Sunday, 1 November 2015

Drawing Breath by Laurie Boris

The book was well written and the plot nicely done although a little slow in places.
The characters were multilayered and the emotions and tension between Caitlin and Daniel were believable.
Caitlin, as a typical teen, swung between being childish and acting like an adult. She was quite annoying, but it was good to see her develop towards the end of the book.
I found Daniel to be somewhat naive in his relationship with Caitlin. Although I liked that he was shown as a person, flawed and imperfect, and not ruled by his disease.

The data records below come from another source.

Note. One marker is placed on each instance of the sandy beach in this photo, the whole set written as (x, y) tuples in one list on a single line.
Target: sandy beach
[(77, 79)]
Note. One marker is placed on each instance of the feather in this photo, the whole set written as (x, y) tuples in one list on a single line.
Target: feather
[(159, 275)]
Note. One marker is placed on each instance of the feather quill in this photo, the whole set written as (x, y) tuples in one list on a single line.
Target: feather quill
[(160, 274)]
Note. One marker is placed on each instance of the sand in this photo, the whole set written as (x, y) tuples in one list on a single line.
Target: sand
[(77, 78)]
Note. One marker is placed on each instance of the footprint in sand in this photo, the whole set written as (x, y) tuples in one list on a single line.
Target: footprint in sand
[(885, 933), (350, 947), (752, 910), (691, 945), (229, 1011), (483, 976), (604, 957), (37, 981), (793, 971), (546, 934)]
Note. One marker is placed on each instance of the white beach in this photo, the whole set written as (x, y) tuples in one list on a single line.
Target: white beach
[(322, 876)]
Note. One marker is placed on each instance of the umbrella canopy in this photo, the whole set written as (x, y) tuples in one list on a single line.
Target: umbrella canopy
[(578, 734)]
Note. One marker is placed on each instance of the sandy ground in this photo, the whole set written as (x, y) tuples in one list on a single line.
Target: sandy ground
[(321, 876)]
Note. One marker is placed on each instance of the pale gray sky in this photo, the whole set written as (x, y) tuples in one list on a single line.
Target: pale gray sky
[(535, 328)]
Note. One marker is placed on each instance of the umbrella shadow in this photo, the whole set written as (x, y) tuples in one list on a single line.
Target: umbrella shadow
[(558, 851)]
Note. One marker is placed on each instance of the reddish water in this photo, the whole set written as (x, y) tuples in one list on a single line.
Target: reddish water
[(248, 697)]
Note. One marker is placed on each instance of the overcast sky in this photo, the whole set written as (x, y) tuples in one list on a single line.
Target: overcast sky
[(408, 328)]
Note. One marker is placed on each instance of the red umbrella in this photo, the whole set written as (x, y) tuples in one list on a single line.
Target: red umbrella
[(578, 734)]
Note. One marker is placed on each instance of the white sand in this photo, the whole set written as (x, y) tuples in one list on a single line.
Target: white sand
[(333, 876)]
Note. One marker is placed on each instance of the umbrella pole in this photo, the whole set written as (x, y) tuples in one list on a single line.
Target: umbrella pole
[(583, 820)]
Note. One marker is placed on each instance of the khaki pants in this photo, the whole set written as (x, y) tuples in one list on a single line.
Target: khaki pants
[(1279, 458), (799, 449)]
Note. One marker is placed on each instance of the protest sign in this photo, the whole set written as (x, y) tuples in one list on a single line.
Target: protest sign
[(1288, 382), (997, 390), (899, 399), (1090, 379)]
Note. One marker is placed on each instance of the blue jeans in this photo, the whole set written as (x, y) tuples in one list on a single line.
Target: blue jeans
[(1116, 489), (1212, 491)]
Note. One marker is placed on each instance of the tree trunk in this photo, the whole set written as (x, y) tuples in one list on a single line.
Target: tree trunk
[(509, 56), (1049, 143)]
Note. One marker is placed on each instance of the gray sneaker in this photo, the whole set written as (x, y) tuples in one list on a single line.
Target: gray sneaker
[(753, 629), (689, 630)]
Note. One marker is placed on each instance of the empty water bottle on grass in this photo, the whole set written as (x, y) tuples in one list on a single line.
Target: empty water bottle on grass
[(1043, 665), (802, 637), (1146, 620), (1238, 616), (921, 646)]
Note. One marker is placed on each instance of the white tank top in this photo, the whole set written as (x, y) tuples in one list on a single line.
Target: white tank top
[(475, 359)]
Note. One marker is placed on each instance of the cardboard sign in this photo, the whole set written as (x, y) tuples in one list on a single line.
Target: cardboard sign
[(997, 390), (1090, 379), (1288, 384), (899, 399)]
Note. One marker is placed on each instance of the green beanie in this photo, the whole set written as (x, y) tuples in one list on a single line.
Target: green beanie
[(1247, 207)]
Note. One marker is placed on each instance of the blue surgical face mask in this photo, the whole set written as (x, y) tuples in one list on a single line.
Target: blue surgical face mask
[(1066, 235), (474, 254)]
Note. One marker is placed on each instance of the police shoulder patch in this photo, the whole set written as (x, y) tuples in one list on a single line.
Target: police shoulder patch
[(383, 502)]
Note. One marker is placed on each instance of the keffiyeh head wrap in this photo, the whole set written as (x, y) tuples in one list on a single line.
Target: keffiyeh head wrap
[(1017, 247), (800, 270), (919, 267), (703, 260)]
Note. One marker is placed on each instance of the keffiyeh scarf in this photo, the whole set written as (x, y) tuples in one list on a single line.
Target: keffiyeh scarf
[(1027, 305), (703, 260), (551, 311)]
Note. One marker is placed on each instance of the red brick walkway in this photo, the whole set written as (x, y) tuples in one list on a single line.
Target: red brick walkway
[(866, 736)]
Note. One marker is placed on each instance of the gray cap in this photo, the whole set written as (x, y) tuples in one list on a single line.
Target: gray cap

I won a signed copy of the book in a giveaway :)




Synopsis:

Art teacher Daniel Benedetto has cystic fibrosis. At thirty-four, he's already outlived his doctor's "expiration date," but that doesn't stop him from giving all he can to his students and his work. When he takes on Caitlin, his landlady's daughter, as a private student, the budding teen painter watches in torment as other people, especially women, treat Daniel like a freak because of his condition. To Caitlin, Daniel is not a disease, not someone to pity or take care of but someone to care for, a friend, and her first real crush. Convinced one of those women is about to hurt him, Caitlin makes one very bad decision.



The Author:


Laurie Boris is a freelance writer, editor, proofreader, and former graphic designer. She has been writing fiction for over twenty-five years and is the award-winning author of five novels: The Joke's on Me, Drawing Breath, Don't Tell Anyone, Sliding Past Vertical, and Playing Charlie Cool. When not hanging out with the universe of imaginary people in her head, she enjoys baseball, cooking, reading, and helping aspiring novelists as a contributing writer and editor for IndiesUnlimited.com. She lives in New York's lovely Hudson Valley.